Jornal Estado de Minas

Cidade natal do criminoso nazista Priebke rejeita acolher seu corpo

AFP

"Priebke não tem lugar aqui", afirmou com irritação Klaus Kitzmann, morador há 54 anos de Hennigsdorf, a cidade natal do criminoso de guerra nazista falecido aos 100 anos e que ainda não teve seus restos mortais enterrados.

"Nossa história já é suficientemente difícil", alega este aposentado de 70 anos, acrescentando: "Priebke nasceu aqui, mas viveu a maior parte do tempo no exterior. Se ninguém o quiser, deve ser cremado e suas cinzas espalhadas, não sei onde".

Sentado nesta sexta-feira no café Madlen, em frente a um monumento em memória das vítimas dos campos de concentração nazistas, Kitzmann expressa o sentimento generalizado dos moradores desta pequena aldeia da periferia de Berlim sobre Enrich Priebke, que deixou Hennigsdorf em 1936.

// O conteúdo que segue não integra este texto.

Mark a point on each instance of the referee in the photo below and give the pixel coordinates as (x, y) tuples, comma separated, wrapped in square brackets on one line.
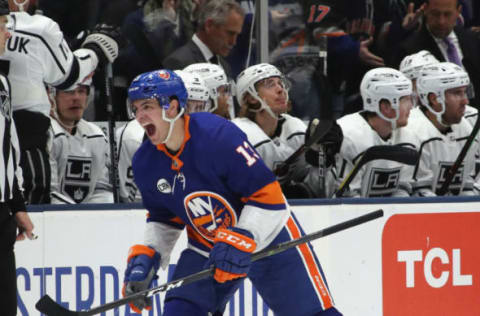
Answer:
[(12, 203)]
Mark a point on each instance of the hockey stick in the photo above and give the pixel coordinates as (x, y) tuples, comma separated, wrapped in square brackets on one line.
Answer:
[(49, 307), (322, 129), (397, 153), (111, 132), (461, 156)]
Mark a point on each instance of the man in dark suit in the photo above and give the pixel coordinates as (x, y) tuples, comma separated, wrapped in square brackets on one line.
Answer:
[(446, 41), (219, 24)]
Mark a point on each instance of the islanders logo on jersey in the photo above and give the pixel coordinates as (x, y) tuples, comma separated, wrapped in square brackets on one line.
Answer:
[(208, 211)]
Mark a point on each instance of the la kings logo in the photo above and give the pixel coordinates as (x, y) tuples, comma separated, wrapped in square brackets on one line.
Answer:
[(383, 182), (77, 177), (457, 180)]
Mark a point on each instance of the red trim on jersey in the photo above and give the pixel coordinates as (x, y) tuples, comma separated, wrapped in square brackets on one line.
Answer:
[(311, 265)]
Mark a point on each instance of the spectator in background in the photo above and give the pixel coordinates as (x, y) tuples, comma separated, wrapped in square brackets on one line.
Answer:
[(37, 53), (445, 40), (73, 16), (13, 214), (155, 30), (219, 24), (79, 151), (220, 88)]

"Não o queremos, e além disso não é permitido que seja enterrado aqui", afirmou à AFP a porta-voz da Prefeitura, Ilona Moser.

Ela se referiu a uma norma que estipula que os não residentes não têm direito de ser enterrados no local, à exceção daqueles que faleceram casualmente em Hennigsdorf ou aos membros de uma família que possuam uma sepultura.

No caso de Priebke, segundo ela, "esta norma se aplica", afirmou.

Hennigsdorf teme se transformar em um local de peregrinação para os neonazistas, como aconteceu com a pequena localidade bávara de Wunsiedel, que acolheu por algum tempo os restos mortais de Rudolf Hess, braço direito de Adolf Hitler.

Trata-se de um temor justificado: no ano passado, um membro do partido de extrema-direita NPD publicou um anúncio no jornal local em ocasião do aniversário de 99 anos de Priebke - que jamais renegou suas convicções nazistas - e, no dia seguinte, 50 neonazistas foram à pequena localidade, de 25.000 habitantes, segurando tochas.

Em Hennigsdorf, que faz fronteira com o antigo Muro de Berlim, há dois anos foi fechada uma loja de discos, revistas e de outros objetos propagandísticos de propriedade de partidários da extrema direita.

"É evidente que os extremistas de direita podem utilizar seu túmulo para sua repugnante propaganda", declarou na quinta-feira à AFP o ministro do Interior do Estado de Brandemburgo, Ralf Holzschuher.

No entanto, Hennigsdorf não recebeu até o momento pedido algum para receber o corpo de Erich Priebke, disse Moser à AFP.

O Ministério alemão das Relações Exteriores havia afirmado na quarta-feira que cabia à família do criminoso de guerra nazista decidir o que fazer com seus restos mortais.

Para Jonas Frykman, responsável por um grupo de associações contra a extrema direita em Berlim e Brandemburgo, "a Alemanha tem uma responsabilidade histórica de acolher estes restos mortais" se ninguém mais os quiser.

Frykman considera compreensível que uma cidade italiana tenha rejeitado o corpo de um dos responsáveis pelo massacre das Fossas Ardeatinas de Roma em 1944, no qual 335 civis morreram, 75 deles judeus.

Segundo Frykman, as autoridades alemãs devem ser capazes de se opor à realização de atos neonazistas em torno do túmulo de Priebke, caso ele seja enterrado em Hennigsdorf.

Priebke foi extraditado à Itália em 1995 e foi condenado à prisão perpétua nesse país em 1998.

Desejava ser enterrado junto a sua esposa na Argentina, onde tinha vivido escondido, mas Buenos Aires se opôs categoricamente a esta opção.